We can compute the 95% confidence interval in a way similar to the normal distribution example above, but the critical value is determined by the 2.5th percentile and the 97.5th percentile of the t distribution, which we can compute using the qt() function in R. Thus, the confidence interval for the mean ($\bar{X}$) is:

$CI = \bar{X} \pm t_{crit}*SE$

where $t$ is the critical t value. For the NHANES weight example (with sample size of 250), the confidence interval would be 79.92 +/- 1.97 [77.15 - 82.69].

Remember that this doesn’t tell us anything about the probability of the true population value falling within this interval, since it is a fixed parameter (which we know is 81.77 because we have the entire population in this case) and it either does or does not fall within this specific interval (in this case, it does). Instead, it tells us that in the long run, if we compute the confidence interval using this procedure, 95% of the time that confidence interval will capture the true population parameter.

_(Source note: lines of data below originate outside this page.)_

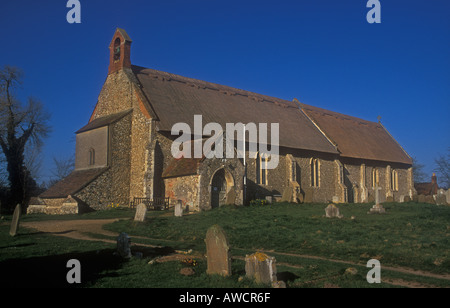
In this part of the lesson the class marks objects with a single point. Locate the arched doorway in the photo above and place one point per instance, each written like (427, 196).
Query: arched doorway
(221, 183)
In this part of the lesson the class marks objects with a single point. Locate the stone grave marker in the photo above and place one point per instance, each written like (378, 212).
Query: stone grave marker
(332, 211)
(141, 212)
(377, 208)
(261, 267)
(441, 199)
(217, 252)
(287, 195)
(124, 245)
(231, 196)
(179, 208)
(15, 221)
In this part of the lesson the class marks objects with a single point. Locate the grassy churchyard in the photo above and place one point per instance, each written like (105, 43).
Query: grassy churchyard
(411, 241)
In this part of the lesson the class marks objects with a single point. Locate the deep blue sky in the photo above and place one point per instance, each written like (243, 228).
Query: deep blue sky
(323, 52)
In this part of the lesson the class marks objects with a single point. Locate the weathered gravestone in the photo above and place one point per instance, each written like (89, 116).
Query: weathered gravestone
(179, 208)
(124, 245)
(15, 221)
(217, 252)
(332, 211)
(377, 208)
(231, 196)
(287, 195)
(141, 212)
(441, 199)
(261, 267)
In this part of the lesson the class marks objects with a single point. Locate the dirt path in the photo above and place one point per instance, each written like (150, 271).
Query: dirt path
(81, 229)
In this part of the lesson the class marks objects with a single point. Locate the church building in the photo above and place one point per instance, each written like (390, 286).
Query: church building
(123, 154)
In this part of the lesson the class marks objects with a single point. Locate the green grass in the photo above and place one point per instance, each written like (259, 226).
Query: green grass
(410, 235)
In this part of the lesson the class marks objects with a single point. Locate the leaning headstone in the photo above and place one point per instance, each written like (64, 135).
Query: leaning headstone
(179, 208)
(332, 211)
(421, 199)
(287, 195)
(124, 245)
(231, 196)
(141, 212)
(15, 221)
(261, 267)
(217, 252)
(377, 209)
(441, 199)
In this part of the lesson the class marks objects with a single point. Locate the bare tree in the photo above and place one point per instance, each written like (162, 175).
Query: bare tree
(20, 124)
(443, 169)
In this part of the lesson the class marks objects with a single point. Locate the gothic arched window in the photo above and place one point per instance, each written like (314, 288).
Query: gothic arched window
(91, 157)
(117, 49)
(315, 172)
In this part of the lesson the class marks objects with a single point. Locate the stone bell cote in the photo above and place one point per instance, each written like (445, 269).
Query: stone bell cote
(119, 51)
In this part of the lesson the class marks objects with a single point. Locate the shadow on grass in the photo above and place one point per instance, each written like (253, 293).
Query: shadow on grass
(51, 271)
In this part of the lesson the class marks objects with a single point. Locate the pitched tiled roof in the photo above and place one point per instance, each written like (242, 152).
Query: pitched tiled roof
(103, 121)
(177, 99)
(73, 183)
(357, 138)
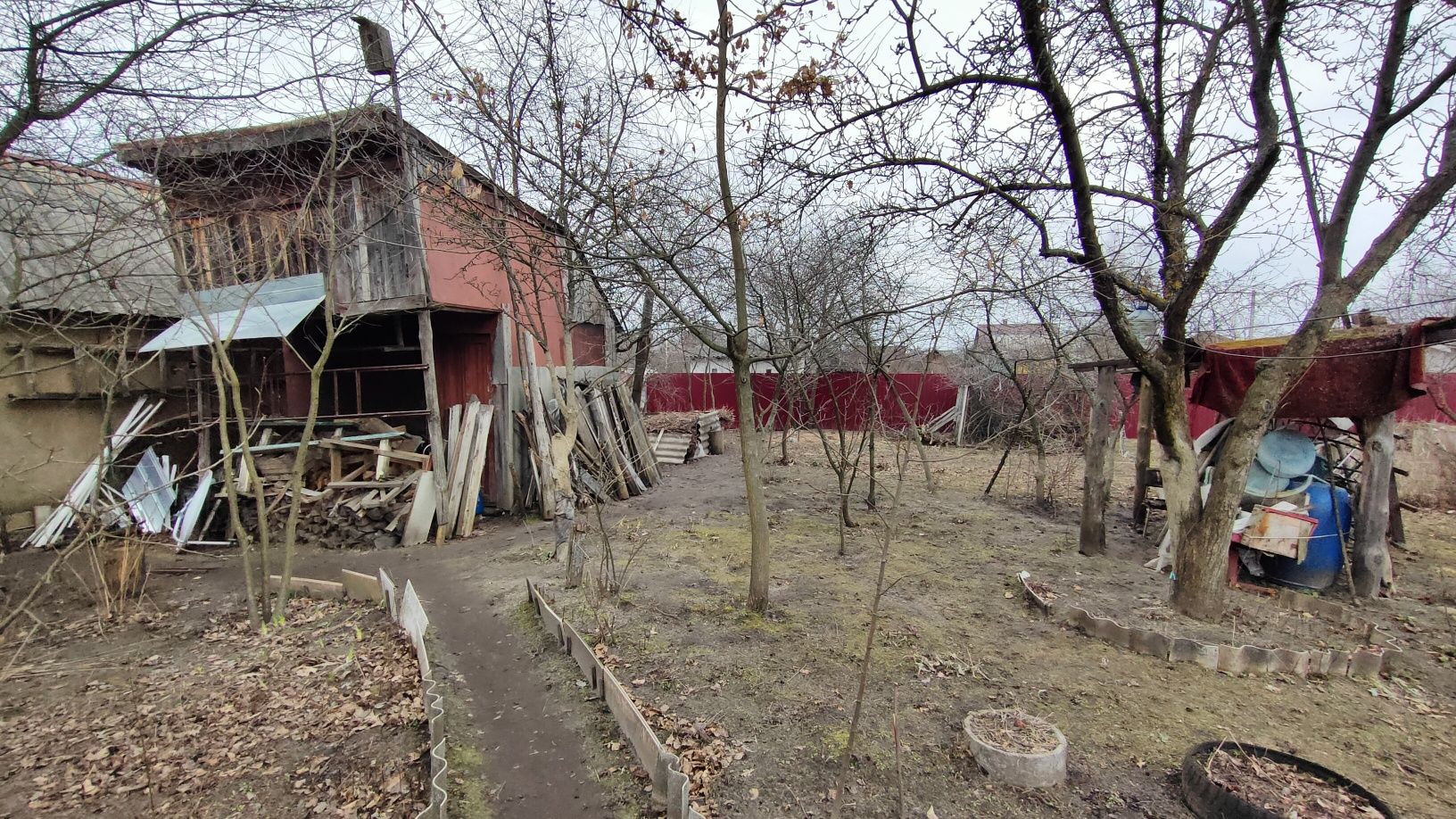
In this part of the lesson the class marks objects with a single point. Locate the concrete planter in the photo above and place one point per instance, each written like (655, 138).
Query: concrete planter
(1041, 770)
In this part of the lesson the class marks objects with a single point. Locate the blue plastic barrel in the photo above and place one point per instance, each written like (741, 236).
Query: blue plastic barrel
(1324, 558)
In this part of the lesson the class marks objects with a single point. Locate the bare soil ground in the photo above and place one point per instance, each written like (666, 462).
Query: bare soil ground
(956, 637)
(178, 707)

# 18.1.3 Confidence intervals and sample size

Because the standard error decreases with sample size, the means confidence interval should get narrower as the sample size increases, providing progressively tighter bounds on our estimate. Figure 18.1 shows an example of how the confidence interval would change as a function of sample size for the weight example. From the figure it’s evident that the confidence interval becomes increasingly tighter as the sample size increases, but increasing samples provide diminishing returns, consistent with the fact that the denominator of the confidence interval term is proportional to the square root of the sample size. Figure 18.1: An example of the effect of sample size on the width of the confidence interval for the mean.

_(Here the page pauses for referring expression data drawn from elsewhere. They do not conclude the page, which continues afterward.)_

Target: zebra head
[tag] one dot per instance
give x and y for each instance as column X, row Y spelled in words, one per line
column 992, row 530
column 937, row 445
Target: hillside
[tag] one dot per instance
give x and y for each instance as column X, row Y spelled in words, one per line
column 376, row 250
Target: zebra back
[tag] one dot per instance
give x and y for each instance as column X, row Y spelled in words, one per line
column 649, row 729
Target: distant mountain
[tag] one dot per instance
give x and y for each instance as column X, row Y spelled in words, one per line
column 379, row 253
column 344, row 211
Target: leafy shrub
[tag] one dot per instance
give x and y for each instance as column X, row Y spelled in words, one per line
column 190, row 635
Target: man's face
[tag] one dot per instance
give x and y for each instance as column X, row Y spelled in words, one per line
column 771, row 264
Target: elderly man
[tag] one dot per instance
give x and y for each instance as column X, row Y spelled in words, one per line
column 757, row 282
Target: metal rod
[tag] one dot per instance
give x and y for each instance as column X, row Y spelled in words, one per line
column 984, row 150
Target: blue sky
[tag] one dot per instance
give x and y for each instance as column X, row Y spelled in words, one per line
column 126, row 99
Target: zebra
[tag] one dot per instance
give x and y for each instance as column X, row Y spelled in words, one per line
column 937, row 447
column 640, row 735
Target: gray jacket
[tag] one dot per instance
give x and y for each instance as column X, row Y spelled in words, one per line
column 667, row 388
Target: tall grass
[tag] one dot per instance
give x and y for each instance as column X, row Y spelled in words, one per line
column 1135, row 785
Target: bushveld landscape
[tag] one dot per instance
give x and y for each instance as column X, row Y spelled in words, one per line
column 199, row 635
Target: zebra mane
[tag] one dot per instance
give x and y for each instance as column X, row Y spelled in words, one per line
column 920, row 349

# 18.1.4 Computing confidence intervals using the bootstrap

In some cases we can’t assume normality, or we don’t know the sampling distribution of the statistic. In these cases, we can use the bootstrap (which we introduced in Chapter 14). As a reminder, the bootstrap involves repeatedly resampling the data with replacement, and then using the distribution of the statistic computed on those samples as a surrogate for the sampling distribution of the statistic. R includes a package called boot that we can use to run the bootstrap and compute confidence intervals. It’s always good to use a built-in function to compute a statistic if it is available, rather than coding it up from scratch — both because it saves you extra work, and because the built-in version will be better tested. These are the results when we use the boot() to compute the confidence interval for weight in our NHANES sample:

## BOOTSTRAP CONFIDENCE INTERVAL CALCULATIONS
## Based on 1000 bootstrap replicates
##
## CALL :
## boot.ci(boot.out = bs, type = "perc")
##
## Intervals :
## Level     Percentile
## 95%   (77, 83 )
## Calculations and Intervals on Original Scale

These values are fairly close to the values obtained using the t distribution above, though not exactly the same.

# 18.1.5 Relation of confidence intervals to hypothesis tests

There is a close relationship between confidence intervals and hypothesis tests. In particular, if the confidence interval does not include the null hypothesis, then the associated statistical test would be statistically significant. For example, if you are testing whether the mean of a sample is greater than zero with $\alpha = 0.05$, you could simply check to see whether zero is contained within the 95% confidence interval for the mean.

Things get trickier if we want to compare the means of two conditions (Schenker and Gentleman 2001). There are a couple of situations that are clear. First, if each mean is contained within the confidence interval for the other mean, then there is certainly no significant difference at the chosen confidence level. Second, if there is no overlap between the confidence intervals, then there is certainly a significant difference at the chosen level; in fact, this test is substantially conservative, such that the actual error rate will be lower than the chosen level. But what about the case where the confidence intervals overlap one another but don’t contain the means for the other group? In this case the answer depends on the relative variability of the two variables, and there is no general answer. In general we should avoid using the “visual test” for overlapping confidence intervals.